Nettles points out that, when factoring in federal and state lands, only 20 percent of Dare County is developed, and it has a limited vacation rental inventory. That fact, he notes, makes it less likely to fall victim to overtourism than places like Asheville, where he said rental inventory has increased by 25 percent in the last few years.
“In some parts of the state, we are worried about overtourism,” added Tuttle of VisitNC. “But we have not hit the level that it’s choking off businesses. I don’t think we are at that point, but we need to be careful we don’t get there.”
As for the Facebook groups and communities that primarily focus on calling out tourists, one administrator characterizes it as a harmless outlet. Randy Shockley, the creator and administrator of the secret Facebook group OBXer’s Only Vent About Tourons, told the Sentinel that: “This is about everyday life down here.”
With about 1,200 members, he estimated that 99 percent of those in the group are in the customer hospitality business and the page simply gives them a venue to let off steam. Shockley said a few years back, he instituted some rules that govern the group, but added, “If they feel like ranting for a minute, there’s no harm about that.”
He stressed that posts geared toward a specific business or individual are not tolerated. “I police that thing every day,” he notes. As for the word “touron,” he said he doesn’t see it as offensive.
Other administrators of similar Facebook pages declined a request by the Sentinel to comment.
Dawn Church is an administrator of OBX Locals, a popular Facebook group that has more than 16,000 members and whose administrators closely monitor it to keep the page free of rants about tourists and other issues. The group shares community events, shares information on lost dogs and is a venue for crowd sourcing questions.
Church noted that a few of the groups that have formed in recent years have been splinter groups of OBX Locals and others whose rules were viewed as too stringent. Of those who tend to vent on Facebook, she said, “People talk in ways they never ever would in real life.”
Speaking about the OBX Locals group members, she added that, “The majority have the mindset that we don’t want to bite the hand that feeds us.” Local officials and those associated with the tourism industry certainly agree with that philosophy.
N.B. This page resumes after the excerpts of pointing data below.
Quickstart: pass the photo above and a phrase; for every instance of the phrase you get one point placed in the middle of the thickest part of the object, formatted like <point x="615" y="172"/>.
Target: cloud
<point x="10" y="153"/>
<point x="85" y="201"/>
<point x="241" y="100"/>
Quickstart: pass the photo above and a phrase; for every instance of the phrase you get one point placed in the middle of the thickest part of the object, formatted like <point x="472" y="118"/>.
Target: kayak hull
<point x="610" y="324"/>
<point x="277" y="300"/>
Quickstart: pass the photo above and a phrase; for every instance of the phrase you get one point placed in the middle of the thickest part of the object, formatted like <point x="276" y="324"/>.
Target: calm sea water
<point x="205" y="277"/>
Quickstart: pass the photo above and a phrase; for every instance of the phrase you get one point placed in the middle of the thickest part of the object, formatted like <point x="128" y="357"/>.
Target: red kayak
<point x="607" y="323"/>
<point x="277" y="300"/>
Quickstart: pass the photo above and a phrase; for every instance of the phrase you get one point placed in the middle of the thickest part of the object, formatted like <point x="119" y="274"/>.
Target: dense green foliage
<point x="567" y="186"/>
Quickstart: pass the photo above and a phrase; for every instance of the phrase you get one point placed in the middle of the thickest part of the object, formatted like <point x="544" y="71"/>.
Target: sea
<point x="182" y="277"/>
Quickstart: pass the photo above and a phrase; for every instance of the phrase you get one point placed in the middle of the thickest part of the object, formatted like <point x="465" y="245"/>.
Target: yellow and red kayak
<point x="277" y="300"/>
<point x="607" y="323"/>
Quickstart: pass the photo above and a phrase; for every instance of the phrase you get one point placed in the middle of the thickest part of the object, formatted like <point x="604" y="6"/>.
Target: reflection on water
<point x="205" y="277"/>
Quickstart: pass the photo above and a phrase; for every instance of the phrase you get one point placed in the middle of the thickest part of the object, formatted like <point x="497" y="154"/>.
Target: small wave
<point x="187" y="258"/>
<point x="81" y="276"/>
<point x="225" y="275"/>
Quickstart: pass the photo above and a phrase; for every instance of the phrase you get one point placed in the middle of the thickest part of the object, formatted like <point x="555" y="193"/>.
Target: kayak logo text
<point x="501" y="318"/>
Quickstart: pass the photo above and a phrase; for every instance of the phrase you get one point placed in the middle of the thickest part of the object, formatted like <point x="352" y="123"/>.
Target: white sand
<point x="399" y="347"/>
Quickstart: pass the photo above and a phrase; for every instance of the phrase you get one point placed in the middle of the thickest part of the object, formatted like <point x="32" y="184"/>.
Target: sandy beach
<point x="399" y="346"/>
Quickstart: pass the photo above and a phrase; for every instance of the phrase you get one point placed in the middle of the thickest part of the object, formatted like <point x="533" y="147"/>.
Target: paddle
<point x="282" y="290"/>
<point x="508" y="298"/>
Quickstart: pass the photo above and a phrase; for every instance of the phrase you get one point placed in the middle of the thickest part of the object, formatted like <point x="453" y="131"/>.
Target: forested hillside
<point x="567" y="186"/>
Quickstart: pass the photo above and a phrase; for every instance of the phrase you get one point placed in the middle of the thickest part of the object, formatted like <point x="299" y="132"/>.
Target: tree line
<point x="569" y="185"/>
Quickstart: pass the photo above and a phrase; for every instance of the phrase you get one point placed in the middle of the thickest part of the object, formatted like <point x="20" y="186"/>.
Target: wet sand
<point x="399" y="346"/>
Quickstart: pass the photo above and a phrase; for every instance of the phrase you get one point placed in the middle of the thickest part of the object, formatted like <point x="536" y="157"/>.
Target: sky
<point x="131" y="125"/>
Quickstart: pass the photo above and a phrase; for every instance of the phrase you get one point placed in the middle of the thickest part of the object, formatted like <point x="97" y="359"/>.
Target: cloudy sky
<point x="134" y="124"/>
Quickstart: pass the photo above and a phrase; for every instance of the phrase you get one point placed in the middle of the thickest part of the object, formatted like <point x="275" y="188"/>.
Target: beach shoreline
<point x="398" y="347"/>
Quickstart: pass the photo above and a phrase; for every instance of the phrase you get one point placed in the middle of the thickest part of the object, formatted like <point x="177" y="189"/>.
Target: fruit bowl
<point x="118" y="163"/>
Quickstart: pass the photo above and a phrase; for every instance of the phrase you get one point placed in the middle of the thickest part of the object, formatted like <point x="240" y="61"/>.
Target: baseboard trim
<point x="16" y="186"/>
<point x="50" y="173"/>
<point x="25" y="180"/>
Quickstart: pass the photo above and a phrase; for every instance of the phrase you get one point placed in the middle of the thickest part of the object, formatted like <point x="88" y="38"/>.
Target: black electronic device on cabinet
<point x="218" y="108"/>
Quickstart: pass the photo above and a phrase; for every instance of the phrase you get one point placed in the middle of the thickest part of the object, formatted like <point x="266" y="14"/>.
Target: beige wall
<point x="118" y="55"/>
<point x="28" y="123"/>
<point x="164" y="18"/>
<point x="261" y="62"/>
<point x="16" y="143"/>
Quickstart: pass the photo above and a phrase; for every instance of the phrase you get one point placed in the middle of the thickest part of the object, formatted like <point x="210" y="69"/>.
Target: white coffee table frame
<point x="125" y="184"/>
“When people vilify tourists, I think they really don’t understand,” said Nettles. “Without tourism, our taxes would be so much higher.”
“Think of your favorite restaurant,” added Tuttle. “If it wasn’t for visitors, it probably would not be there.”
Dan Lewis, president of the Outer Banks Restaurant Association, said that when it comes to food service workers complaining about tips on social media, “If I witnessed an employee posting a receipt, they wouldn’t be part of the staff for very long.”
Lewis said that tourists are the lifeblood of the local economy and the reason the community has the schools, a hospital and services they enjoy. “We need to respect, not alienate.”
Manteo Mayor Bobby Owens told the Sentinel it is unfortunate, but a small group of residents have always harbored negative sentiments toward tourists. He said people tend to complain about tourists' driving, but added: “When I see erratic driving and speeding, more times its painters, plumbers [and] carpenters than tourists.”
“I stand confused because when it comes to tourists, they pay our way,” Owens said. "We have the best of the best,” he noted, referring to the services such as schools and Emergency Medical Services in Dare County. “The tourist is paying the freight.”